Die anfängliche Unsicherheit, was "Minerva" im juristischen Sinn vorzuwerfen sei, ist offenbar überwunden. Da Südkorea auf eine reiche Tradition der Militärdiktatur zurückblicken kann, verfügt es über einen Fundus von Gesetzen, die zwar seit längerem keine Anwendung mehr fanden, aber formell nie außer Kraft gesetzt wurden. Ein solches kommt nun gegen "Minerva" zur Anwendung.

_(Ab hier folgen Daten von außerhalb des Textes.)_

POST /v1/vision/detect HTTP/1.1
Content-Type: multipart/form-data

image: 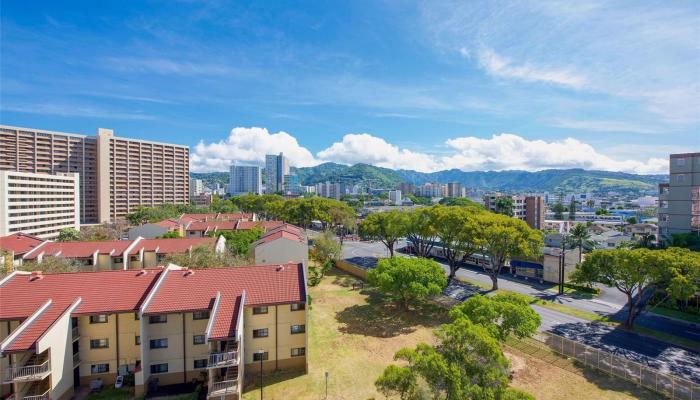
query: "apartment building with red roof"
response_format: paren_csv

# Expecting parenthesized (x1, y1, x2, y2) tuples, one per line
(0, 233, 44, 269)
(251, 226, 308, 266)
(0, 263, 307, 400)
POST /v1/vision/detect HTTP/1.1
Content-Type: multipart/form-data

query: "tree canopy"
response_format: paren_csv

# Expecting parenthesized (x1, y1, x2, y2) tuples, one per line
(57, 228, 81, 242)
(162, 245, 242, 269)
(211, 228, 264, 256)
(368, 257, 447, 310)
(359, 210, 407, 257)
(450, 292, 541, 341)
(571, 247, 700, 327)
(20, 256, 83, 273)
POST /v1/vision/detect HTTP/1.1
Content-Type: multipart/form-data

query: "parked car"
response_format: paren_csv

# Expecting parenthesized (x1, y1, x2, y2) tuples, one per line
(115, 375, 124, 389)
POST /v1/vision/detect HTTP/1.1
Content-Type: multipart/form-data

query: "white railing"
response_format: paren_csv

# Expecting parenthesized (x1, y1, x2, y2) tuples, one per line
(23, 389, 50, 400)
(208, 380, 237, 397)
(71, 326, 79, 340)
(5, 359, 50, 381)
(208, 351, 238, 368)
(72, 353, 80, 366)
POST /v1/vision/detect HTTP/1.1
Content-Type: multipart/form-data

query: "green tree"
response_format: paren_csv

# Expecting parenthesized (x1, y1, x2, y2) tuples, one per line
(450, 292, 541, 341)
(494, 196, 514, 217)
(374, 365, 419, 400)
(595, 208, 609, 215)
(669, 233, 700, 251)
(212, 228, 264, 256)
(380, 317, 525, 399)
(328, 202, 357, 245)
(568, 223, 591, 263)
(568, 197, 576, 221)
(158, 231, 182, 239)
(635, 233, 656, 249)
(359, 210, 407, 257)
(404, 207, 438, 258)
(312, 230, 342, 264)
(162, 245, 241, 269)
(552, 202, 565, 220)
(626, 216, 638, 225)
(439, 197, 483, 208)
(368, 257, 447, 310)
(20, 256, 83, 273)
(80, 224, 123, 241)
(571, 247, 700, 327)
(56, 228, 81, 242)
(480, 214, 543, 290)
(433, 206, 483, 281)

Das Vorgehen der südkoreanischen Justiz trägt der weltweit immer mehr um sich greifenden Erkenntnis Rechnung, daß die Konjunkturverläufe weniger durch "objektive" Faktoren angestoßen werden, sondern vor allem ein massenpsychologisches Phänomen sind. Insofern darf eine aktive Wirtschaftspolitik sich nicht auf ökonomische Steuerungsinstrumente im engeren Sinne beschränken, sondern muß auch die Medien als Mittel der Massenbeeinflussung in die Pflicht nehmen. Handlungsbedarf ergibt sich hier bereits bei den Stützungs- und Konjunkturprogrammen, die die Industriestaaten aktuell aufgelegt haben. Aller Aufwand wäre hier vergeblich, wenn sich in der Öffentlichkeit eine fatalistische Grundstimmung breitmacht. Es mag zwar sein, daß niemand absehen kann, ob die horrenden Milliardenbeträge, die die Regierungen bereitstellen, tatsächlich die gewünschte Wirkung zeitigen. Das Scheitern wäre jedoch gewiß, wenn allzu viele an einem Erfolg zweifeln.

Die Methode, durch gezielte Täuschung eine optimistische Stimmung zu erzeugen und dadurch Bürger wie Unternehmen zu Konsumausgaben bzw. Investitionen zu bewegen, ist dabei keineswegs neu. Bereits vor drei Jahrzehnten lag sie der keynesianischen Wirtschaftspolitik zugrunde. Neu ist heute, daß die Bürger nicht nur die Bereitschaft aufzubringen haben, sich täuschen zu lassen. Sie müssen auch die Erinnerung an die Mißerfolge von einst verdrängen.